I pulled the tulle away from her and wound it up in a haphazard ball. “Danica, I want to play a little game with you.”

She took out her earbuds, turned off her music, and tucked it all away in her pocket, lifting her gaze and looking at me through her long, spidery eyelashes. “Okay?” she said, more like a question than acquiescence. “What kind of game?”

“Word association.”

She pulled her lips in thoughtfully until they disappeared. “Okay,” she said again. “Why?”

“I can’t quite get a picture in my head of the right dress.” Apparently my charm was failing me, but I couldn’t tell her that. “This will help me get to know you better. I’ll sketch tonight, and show you some ideas tomorrow. I want your input on this.”

She batted her eyelashes, whisking away the thin layer of moisture glazing her eyes. I wished I knew her background. Had her relationship with her parents been okay, or strained? What about her foster family? Had they wanted her?

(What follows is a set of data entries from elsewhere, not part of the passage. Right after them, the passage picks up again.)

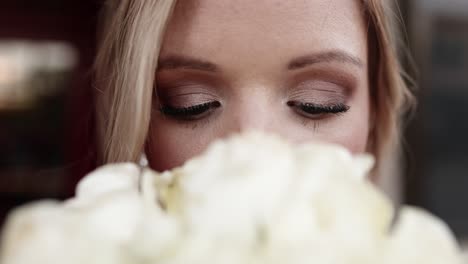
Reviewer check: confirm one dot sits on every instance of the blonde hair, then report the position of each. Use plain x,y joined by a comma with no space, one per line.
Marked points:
132,33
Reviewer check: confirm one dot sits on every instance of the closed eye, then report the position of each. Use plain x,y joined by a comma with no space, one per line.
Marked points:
193,112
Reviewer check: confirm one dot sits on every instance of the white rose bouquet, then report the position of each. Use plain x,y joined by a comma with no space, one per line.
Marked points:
250,199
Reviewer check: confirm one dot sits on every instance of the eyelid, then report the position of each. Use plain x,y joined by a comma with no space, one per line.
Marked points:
188,99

Shown her love?

More than ever, I wanted to give Danica a Cinderella night at the dance.

“Let’s give it a try,” I said.

She nodded as I fired off my first word. “Homecoming.”

“Parade,” she said. No hesitation. So she liked the festivities.

“Monday.”

“Day off.”

“Saturday.”

“Car shows.”

“Sunday.”

“Church.”

So far, so good. Her answers didn’t give me any insight to her psyche, but she was talking, so I was hopeful.

“Car.”

“My dad,” she said quietly. She wasn’t with her dad anymore, but that’s all I really knew. Now didn’t feel like the right time to push for more information, so I moved on.

“High school.”

“Torture.”

I left that one alone. “Mums.”

“Status.”

Danica’s perspective on school reflected her situation, namely that she was alone in the world. The next set of words that came to my mind were family, home, and vacation. Having her respond to them could give me more insight, but on the other hand, thinking about what she didn’t have could drive her deeper into herself. I waffled back and forth, but finally made up my mind. If I had cancer or my husband—if I had a husband—had cheated, I wouldn’t want my friends or the people I ran into to cower and pretend like my reality didn’t exist. My grandmother, Loretta Mae—and all the Cassidy women, for that matter—had taught me to face adversity head-on. No pussyfooting around.